During this time, while the chicken is in the middle and the veggies are on the outside, your veggies are in mortal danger. It's a good idea to pick up the pan and slide it quickly towards and away from yourself to shake things a little bit. Don't try any of that fancy "Toss it up in the air" crap, or your floor will be getting most of your dinner. Unless, of course, you're good at that. Then be my guest.
You want to shake it like that once or twice to keep the veggies and chicken from sticking to the bottom. Once the color comes up, you're ready to flip the chicken over and introduce it to it's freinds.
At this point, you're almost done. Your dish will be done when the chicken is cooked all the way through.

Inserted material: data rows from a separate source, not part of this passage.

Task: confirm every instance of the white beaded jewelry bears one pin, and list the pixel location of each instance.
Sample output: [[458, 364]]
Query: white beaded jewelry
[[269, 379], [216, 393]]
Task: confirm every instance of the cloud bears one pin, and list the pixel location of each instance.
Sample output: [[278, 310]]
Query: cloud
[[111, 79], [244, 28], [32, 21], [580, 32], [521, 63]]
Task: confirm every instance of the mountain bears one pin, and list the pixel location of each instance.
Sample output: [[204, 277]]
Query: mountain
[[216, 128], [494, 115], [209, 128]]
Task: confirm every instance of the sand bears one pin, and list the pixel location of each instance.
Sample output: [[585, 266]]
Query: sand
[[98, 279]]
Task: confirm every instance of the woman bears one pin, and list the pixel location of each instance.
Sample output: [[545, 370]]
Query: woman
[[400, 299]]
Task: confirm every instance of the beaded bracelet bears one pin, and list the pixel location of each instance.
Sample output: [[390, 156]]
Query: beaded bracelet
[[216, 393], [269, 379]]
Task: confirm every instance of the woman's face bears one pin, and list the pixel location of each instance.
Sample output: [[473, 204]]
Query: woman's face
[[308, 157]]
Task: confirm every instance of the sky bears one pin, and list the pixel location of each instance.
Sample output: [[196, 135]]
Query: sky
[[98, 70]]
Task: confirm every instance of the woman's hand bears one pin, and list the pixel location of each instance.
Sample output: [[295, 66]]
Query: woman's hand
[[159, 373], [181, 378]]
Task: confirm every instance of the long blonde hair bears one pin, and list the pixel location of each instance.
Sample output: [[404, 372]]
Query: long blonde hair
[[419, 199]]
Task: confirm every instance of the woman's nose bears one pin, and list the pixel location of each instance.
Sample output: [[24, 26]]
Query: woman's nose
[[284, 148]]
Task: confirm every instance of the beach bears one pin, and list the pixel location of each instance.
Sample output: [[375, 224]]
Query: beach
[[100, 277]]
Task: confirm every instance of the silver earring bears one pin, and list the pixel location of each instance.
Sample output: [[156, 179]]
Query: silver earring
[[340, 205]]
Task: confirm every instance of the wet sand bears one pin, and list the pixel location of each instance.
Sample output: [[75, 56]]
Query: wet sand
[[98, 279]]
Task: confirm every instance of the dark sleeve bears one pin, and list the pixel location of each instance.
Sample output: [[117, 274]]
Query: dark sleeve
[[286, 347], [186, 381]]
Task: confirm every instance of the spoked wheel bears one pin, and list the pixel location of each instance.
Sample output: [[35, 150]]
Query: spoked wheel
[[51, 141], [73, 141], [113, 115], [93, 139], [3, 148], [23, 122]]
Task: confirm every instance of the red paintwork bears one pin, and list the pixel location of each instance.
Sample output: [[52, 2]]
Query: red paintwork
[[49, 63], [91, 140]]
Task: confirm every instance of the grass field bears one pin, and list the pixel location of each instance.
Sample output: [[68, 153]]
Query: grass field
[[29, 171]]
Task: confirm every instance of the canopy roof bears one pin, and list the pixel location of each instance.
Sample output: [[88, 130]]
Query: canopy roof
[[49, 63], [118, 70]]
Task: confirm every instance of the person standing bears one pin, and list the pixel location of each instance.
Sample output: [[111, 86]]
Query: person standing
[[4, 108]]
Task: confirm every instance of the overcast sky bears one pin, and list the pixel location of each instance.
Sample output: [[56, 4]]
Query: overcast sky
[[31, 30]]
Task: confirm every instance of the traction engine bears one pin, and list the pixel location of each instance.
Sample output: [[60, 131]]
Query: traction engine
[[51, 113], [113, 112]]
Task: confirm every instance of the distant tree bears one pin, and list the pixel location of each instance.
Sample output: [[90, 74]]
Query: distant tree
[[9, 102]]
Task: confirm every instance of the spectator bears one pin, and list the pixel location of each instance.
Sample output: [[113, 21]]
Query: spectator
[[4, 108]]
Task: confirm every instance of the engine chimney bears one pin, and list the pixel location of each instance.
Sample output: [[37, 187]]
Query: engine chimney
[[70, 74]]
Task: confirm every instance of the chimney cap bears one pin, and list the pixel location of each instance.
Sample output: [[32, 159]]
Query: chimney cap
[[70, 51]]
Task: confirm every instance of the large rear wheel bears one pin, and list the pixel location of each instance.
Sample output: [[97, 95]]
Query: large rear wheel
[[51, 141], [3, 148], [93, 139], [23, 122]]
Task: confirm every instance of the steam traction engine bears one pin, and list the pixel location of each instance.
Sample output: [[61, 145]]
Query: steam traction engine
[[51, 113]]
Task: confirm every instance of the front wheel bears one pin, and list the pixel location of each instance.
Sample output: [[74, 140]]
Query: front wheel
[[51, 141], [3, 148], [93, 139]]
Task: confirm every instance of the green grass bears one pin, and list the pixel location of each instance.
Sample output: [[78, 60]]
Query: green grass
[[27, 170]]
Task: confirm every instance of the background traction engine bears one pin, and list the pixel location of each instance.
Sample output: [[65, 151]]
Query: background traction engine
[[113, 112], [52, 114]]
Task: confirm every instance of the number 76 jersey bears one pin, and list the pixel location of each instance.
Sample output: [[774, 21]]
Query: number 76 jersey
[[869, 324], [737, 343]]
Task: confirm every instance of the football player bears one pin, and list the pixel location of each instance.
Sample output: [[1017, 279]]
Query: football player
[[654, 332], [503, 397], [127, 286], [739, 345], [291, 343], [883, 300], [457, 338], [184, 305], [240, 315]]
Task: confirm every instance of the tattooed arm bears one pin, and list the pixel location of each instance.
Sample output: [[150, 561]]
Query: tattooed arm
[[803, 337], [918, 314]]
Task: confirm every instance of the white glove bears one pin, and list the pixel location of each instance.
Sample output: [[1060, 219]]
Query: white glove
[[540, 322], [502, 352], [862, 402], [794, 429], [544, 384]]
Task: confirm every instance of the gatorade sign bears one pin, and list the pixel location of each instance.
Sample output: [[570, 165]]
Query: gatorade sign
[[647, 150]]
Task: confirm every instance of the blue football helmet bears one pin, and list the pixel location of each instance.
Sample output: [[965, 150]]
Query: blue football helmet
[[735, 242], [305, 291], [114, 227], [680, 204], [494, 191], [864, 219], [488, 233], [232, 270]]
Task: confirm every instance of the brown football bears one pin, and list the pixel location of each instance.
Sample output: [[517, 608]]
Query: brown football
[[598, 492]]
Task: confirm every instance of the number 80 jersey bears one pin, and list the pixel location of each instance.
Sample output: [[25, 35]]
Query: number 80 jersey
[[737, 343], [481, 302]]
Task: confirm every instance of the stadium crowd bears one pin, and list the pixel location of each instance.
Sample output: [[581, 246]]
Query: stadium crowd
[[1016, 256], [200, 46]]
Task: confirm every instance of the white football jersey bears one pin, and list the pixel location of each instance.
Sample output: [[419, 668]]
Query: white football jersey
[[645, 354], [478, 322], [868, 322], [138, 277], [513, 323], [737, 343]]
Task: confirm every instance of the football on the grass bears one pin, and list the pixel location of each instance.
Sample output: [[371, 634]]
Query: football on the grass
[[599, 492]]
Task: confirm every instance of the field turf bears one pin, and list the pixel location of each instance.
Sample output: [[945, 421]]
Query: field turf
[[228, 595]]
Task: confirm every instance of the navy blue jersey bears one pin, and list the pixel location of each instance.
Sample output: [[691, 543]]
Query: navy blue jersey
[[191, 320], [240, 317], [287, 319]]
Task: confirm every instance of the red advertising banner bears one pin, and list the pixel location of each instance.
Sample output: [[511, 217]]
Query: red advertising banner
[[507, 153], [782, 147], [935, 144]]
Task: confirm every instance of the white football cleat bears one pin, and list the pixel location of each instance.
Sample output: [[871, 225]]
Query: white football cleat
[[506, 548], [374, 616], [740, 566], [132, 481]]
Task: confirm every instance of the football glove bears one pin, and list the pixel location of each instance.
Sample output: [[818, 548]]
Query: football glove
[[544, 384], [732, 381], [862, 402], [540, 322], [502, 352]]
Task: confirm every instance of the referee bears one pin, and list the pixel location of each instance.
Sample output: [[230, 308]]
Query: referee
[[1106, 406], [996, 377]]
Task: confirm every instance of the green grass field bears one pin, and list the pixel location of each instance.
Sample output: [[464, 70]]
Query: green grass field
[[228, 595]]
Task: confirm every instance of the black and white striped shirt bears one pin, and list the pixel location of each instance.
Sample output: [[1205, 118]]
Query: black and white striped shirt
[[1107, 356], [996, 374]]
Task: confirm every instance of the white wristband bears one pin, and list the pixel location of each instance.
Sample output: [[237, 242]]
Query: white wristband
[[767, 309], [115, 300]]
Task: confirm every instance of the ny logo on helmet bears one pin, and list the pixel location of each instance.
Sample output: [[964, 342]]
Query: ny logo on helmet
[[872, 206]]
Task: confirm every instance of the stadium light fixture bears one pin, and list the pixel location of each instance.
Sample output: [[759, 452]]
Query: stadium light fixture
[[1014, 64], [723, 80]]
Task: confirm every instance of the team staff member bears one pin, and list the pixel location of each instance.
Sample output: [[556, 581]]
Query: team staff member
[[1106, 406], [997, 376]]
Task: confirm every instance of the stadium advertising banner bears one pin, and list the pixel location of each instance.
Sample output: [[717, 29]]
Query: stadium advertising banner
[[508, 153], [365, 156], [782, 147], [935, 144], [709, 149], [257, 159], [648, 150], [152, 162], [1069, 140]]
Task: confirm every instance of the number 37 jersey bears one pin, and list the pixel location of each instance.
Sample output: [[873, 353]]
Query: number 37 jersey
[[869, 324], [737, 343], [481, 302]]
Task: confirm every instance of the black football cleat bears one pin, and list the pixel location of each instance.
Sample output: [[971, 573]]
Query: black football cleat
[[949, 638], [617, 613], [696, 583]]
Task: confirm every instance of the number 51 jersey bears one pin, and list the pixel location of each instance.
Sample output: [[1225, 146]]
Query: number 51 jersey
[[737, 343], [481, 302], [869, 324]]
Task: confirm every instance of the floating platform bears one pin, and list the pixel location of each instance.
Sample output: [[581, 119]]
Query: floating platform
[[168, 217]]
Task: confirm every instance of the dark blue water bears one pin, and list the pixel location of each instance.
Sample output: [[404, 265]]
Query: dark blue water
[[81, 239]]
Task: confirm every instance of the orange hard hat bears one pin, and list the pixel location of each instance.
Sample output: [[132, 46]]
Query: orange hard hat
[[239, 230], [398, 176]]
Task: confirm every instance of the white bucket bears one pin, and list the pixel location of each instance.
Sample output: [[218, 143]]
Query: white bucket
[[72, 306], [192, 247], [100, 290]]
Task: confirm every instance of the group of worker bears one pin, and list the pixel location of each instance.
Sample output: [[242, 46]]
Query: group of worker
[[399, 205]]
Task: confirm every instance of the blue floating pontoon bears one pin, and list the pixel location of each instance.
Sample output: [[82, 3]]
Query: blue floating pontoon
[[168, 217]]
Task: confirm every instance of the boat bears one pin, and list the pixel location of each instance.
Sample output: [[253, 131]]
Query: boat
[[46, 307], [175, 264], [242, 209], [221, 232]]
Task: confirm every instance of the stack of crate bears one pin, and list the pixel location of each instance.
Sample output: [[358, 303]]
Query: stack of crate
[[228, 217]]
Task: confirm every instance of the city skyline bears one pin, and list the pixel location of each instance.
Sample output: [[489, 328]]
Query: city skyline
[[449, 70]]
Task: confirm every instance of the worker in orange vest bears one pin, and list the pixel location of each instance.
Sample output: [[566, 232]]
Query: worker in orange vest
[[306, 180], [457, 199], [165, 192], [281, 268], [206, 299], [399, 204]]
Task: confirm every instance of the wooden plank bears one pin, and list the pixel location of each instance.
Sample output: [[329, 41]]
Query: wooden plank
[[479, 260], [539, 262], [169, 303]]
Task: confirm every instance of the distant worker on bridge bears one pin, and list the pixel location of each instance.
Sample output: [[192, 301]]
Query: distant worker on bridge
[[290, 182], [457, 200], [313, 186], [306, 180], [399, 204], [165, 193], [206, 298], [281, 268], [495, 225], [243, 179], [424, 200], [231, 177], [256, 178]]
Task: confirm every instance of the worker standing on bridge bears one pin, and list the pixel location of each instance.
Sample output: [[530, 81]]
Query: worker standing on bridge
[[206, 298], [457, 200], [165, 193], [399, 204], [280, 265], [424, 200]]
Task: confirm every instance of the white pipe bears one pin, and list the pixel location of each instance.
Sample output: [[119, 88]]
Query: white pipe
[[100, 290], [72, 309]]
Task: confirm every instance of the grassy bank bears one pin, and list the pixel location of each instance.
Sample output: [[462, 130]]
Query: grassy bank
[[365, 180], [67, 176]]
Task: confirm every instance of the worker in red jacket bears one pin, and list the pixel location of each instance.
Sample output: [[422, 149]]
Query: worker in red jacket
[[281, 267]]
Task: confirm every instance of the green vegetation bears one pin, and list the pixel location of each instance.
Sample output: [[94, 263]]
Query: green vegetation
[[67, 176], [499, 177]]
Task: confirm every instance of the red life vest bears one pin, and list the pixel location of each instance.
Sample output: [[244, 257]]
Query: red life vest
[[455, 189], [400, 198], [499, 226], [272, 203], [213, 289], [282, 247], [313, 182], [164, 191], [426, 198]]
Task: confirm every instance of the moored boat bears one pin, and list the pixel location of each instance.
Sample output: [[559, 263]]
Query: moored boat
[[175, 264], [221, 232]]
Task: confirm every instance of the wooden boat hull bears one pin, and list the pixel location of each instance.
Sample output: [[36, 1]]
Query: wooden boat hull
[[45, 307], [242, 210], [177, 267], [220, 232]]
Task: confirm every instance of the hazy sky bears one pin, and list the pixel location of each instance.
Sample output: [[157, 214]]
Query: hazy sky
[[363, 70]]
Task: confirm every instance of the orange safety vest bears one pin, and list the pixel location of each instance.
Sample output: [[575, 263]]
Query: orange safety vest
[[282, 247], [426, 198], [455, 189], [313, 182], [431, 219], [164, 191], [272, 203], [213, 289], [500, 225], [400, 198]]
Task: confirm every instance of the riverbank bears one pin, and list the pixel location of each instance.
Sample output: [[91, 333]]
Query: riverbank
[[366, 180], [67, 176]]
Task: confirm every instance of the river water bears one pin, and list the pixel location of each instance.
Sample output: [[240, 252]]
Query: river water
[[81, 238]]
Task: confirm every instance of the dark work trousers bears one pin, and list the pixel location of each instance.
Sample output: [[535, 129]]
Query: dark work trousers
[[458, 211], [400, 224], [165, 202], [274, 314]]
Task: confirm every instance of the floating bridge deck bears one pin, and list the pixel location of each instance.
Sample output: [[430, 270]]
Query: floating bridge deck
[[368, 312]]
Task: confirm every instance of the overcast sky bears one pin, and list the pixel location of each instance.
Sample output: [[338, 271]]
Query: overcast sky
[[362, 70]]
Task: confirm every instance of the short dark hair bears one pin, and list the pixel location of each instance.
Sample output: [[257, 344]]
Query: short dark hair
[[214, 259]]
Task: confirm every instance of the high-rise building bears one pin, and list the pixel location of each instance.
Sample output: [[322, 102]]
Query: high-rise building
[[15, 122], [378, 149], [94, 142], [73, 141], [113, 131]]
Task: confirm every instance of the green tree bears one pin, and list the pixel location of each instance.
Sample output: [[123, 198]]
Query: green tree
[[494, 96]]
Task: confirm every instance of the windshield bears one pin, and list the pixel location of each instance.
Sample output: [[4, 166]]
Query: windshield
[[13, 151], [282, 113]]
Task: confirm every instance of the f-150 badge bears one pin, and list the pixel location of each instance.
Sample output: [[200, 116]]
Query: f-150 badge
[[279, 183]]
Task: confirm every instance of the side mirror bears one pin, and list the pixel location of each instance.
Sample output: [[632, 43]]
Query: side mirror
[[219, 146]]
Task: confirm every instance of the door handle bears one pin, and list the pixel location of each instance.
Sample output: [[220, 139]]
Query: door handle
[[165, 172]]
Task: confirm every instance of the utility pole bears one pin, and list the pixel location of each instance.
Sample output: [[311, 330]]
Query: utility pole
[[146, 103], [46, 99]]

You're still in a dangerous position, though, since you're working with very high heat and broccoli that can potentially be very sad. Make sure that you're mixing/shaking/moving your food around often. Hey! I think I know why it's called stir-fry now!
Again, if you know fuckall about cooking, you're going to have a hard time figuring out when your chicken is done. If you flipped it when I told you, it wont' take very long, but you're best off breaking a few little peices in half and making sure there is ABSOLUTELY NO PINK If you think maybe you see pink but you really can't tell, it's ok to cook it a few min longer, as long as you're stirring things up well and keeping things from burning.
When the chicken is done, it's time to eat!
Let people go nuts with the rice and the stir fry, but don't let them leave the kitchen until you get a chance to shake a few sprinkles of sesame seeds on there. NOM NOM NOM
This recipie feeds 2 starving people, or 3 not-starving people. If you bought 3 broccoli crowns and marinated all your chicken, you have enough for another meal the same size the next day!
Or you could be totally lazy and go to the Asian market, buy some fried rice mix (MSG yay!) and make awesome fried rice! It's super easy, too. you just take some peanut oil in your big pan, heat it up, dump in your leftover chicken and some onion, and brown it. When you flip the chicken, push it to one side and scramble 1-2 eggs in the other side. Mix it all together, dump your rice in, heat it for another 5 min (stirring constantly) and then dump the packet of fried rice flavoring in. Cook that for another 2-3 min, and it tastes like you did so much more work than you really did. It's awesome.